In the Spirit of the Season. Eric Lichtblau of the New York Times: "Hate crimes against Muslim Americans and mosques across the United States have tripled in the wake of the terrorist attacks in Paris and San Bernardino, Calif., with dozens occurring within just a month, according to new data. The spike includes assaults on hijab-wearing students; arsons and vandalism at mosques; and shootings and death threats at Islamic-owned businesses, an analysis by a California State University research group has found." CW: Never mind all that Prince of Peace crap. Also, too, the First Amendment protects Christianists only. ...
... OR, Just Repeal the First Amendment. Alex Griswold of Mediaite: "Conservative documentary filmmaker Ami Horowitz released a video in conjunction with Fox News showing Yale University students agreeing to sign a petition that would repeal the First Amendment":
Kelsey Snell of the Washington Post: "The House on Friday passed a year-end spending bill that would keep the government funded through September and that the Senate is expected to clear for the president's signature later in the day. There was concern until earlier this morning that there would not be enough support for the bill, but last minute lobbying efforts by leadership secured far more than the needed votes. The vote was 316 to 113, with 150 Republicans and 166 Democrats supporting the measure." ...
... Scott Wong & Mike Lillis of the Hill: "The House is poised to pass a bipartisan $1.1 trillion bill to fund the government, with GOP and Democratic whip teams going into overdrive to boost their numbers before the Friday morning vote. Democratic leaders have voiced numerous objections to the package, particularly the inclusion of an end to a ban on crude oil exports and the failure to address Puerto Rico's debt crisis. But with the White House urging support -- and dozens of conservatives expected to buck GOP leaders and vote no -- the Democrats are also scrambling to convince wary rank-and-file members that the current package is the best they can get." ...
... Kelsey Snell of the Washington Post: "The House on Thursday passed the tax portion of the year-end budget deal as Congress seeks to quickly wrap up its remaining business with members itching to head home for the holidays.
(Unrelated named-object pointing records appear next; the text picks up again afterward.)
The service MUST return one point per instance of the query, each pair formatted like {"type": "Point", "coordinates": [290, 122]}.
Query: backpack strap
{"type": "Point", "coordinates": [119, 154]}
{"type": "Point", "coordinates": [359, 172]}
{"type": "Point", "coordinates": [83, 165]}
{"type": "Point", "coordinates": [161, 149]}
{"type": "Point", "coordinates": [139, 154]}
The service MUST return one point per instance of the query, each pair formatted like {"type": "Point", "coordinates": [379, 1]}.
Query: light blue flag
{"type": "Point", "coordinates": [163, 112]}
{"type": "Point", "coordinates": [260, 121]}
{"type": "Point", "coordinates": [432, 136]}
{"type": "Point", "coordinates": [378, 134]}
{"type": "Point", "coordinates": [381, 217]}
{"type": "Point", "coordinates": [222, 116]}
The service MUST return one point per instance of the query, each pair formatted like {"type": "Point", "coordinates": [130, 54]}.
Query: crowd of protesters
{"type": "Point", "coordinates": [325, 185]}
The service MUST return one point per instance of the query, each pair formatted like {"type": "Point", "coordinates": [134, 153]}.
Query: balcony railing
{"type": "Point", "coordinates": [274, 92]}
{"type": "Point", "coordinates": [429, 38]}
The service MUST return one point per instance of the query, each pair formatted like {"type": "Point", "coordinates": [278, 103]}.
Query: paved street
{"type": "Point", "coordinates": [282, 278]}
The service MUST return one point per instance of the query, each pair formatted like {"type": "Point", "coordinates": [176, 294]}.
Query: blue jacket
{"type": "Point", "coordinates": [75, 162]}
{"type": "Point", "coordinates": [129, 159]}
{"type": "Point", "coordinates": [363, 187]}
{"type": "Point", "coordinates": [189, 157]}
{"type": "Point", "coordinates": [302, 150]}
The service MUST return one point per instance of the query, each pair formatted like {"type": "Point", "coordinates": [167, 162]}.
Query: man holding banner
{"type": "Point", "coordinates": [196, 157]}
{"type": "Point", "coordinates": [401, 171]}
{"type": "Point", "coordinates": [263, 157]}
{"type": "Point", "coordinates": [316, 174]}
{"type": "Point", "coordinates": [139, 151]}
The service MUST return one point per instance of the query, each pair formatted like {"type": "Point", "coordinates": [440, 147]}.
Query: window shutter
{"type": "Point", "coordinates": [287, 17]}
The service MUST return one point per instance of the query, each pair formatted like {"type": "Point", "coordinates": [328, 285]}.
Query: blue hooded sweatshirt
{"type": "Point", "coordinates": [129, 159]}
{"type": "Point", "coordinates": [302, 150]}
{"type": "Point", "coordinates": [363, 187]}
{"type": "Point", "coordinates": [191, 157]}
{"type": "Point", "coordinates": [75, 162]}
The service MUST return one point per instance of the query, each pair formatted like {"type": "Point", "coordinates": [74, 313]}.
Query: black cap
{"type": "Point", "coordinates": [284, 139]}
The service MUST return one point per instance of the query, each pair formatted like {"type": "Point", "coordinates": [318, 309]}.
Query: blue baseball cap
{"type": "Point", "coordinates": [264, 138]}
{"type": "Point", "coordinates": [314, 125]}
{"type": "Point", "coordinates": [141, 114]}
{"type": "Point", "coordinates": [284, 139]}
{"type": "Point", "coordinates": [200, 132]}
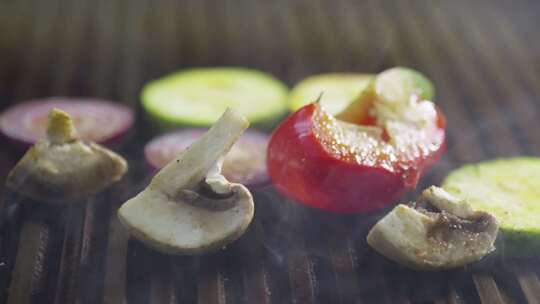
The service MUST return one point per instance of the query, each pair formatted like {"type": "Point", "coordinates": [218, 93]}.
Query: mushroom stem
{"type": "Point", "coordinates": [196, 162]}
{"type": "Point", "coordinates": [60, 129]}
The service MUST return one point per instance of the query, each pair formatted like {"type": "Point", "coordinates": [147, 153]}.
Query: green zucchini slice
{"type": "Point", "coordinates": [338, 90]}
{"type": "Point", "coordinates": [510, 190]}
{"type": "Point", "coordinates": [198, 96]}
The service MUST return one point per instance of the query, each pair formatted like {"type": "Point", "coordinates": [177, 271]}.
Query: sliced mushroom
{"type": "Point", "coordinates": [436, 232]}
{"type": "Point", "coordinates": [60, 168]}
{"type": "Point", "coordinates": [189, 207]}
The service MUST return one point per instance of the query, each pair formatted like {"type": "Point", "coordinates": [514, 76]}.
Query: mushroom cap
{"type": "Point", "coordinates": [176, 214]}
{"type": "Point", "coordinates": [444, 234]}
{"type": "Point", "coordinates": [178, 227]}
{"type": "Point", "coordinates": [61, 168]}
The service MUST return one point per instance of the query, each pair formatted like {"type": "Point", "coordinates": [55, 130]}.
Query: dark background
{"type": "Point", "coordinates": [484, 57]}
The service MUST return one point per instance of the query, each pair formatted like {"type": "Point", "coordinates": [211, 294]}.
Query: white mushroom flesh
{"type": "Point", "coordinates": [437, 232]}
{"type": "Point", "coordinates": [189, 207]}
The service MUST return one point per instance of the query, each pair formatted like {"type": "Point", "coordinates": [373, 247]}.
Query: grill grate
{"type": "Point", "coordinates": [480, 55]}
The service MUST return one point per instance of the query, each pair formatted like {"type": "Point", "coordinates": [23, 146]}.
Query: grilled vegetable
{"type": "Point", "coordinates": [338, 90]}
{"type": "Point", "coordinates": [197, 97]}
{"type": "Point", "coordinates": [510, 190]}
{"type": "Point", "coordinates": [364, 163]}
{"type": "Point", "coordinates": [436, 232]}
{"type": "Point", "coordinates": [95, 120]}
{"type": "Point", "coordinates": [61, 168]}
{"type": "Point", "coordinates": [244, 164]}
{"type": "Point", "coordinates": [189, 207]}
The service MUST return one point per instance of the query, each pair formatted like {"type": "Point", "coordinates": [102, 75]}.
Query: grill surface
{"type": "Point", "coordinates": [482, 55]}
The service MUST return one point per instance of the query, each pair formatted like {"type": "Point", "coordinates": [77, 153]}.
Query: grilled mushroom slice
{"type": "Point", "coordinates": [436, 232]}
{"type": "Point", "coordinates": [189, 207]}
{"type": "Point", "coordinates": [61, 168]}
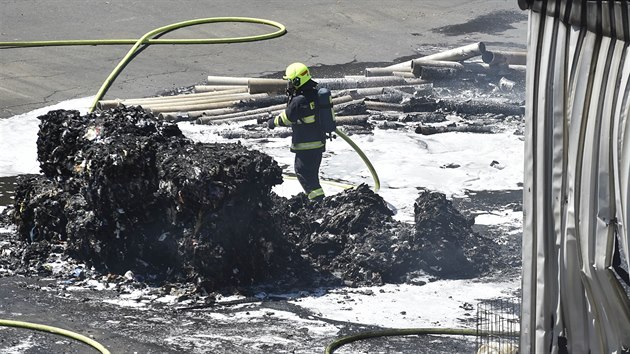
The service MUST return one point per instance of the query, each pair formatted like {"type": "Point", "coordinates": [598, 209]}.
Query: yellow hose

The vote was 318 to 109.... House Republicans provided most of the needed votes, 241, to pass the tax package, which House Democratic leaders oppose because they say it is too expensive and does not do enough for low-income workers.... The House vote on the appropriations package, which will occur Friday morning, could be close. If both bills pass the House, they will be rolled into one package that the Senate is expected to clear for the president's signature as early as Friday afternoon." (Also linked yesterday afternoon.) ...
... ** Devin Henry of the Hill: "In a victory for the Obama administration, the spending package released by congressional leaders on Wednesday won't block American financial contributions to an international climate fund for poorer nations. The bill, greens and Democrats say, doesn't explicitly appropriate funding for President Obama's pledged contribution to the Green Climate Fund (GCF). But since the legislation doesn't formally block money for the GCF either, Obama is expected to be able to use current discretionary funding streams to send American money to it.... Democrats were able to include an amendment allowing the funding in a Senate spending bill." CW: Looks like a victory for Mother Earth. ...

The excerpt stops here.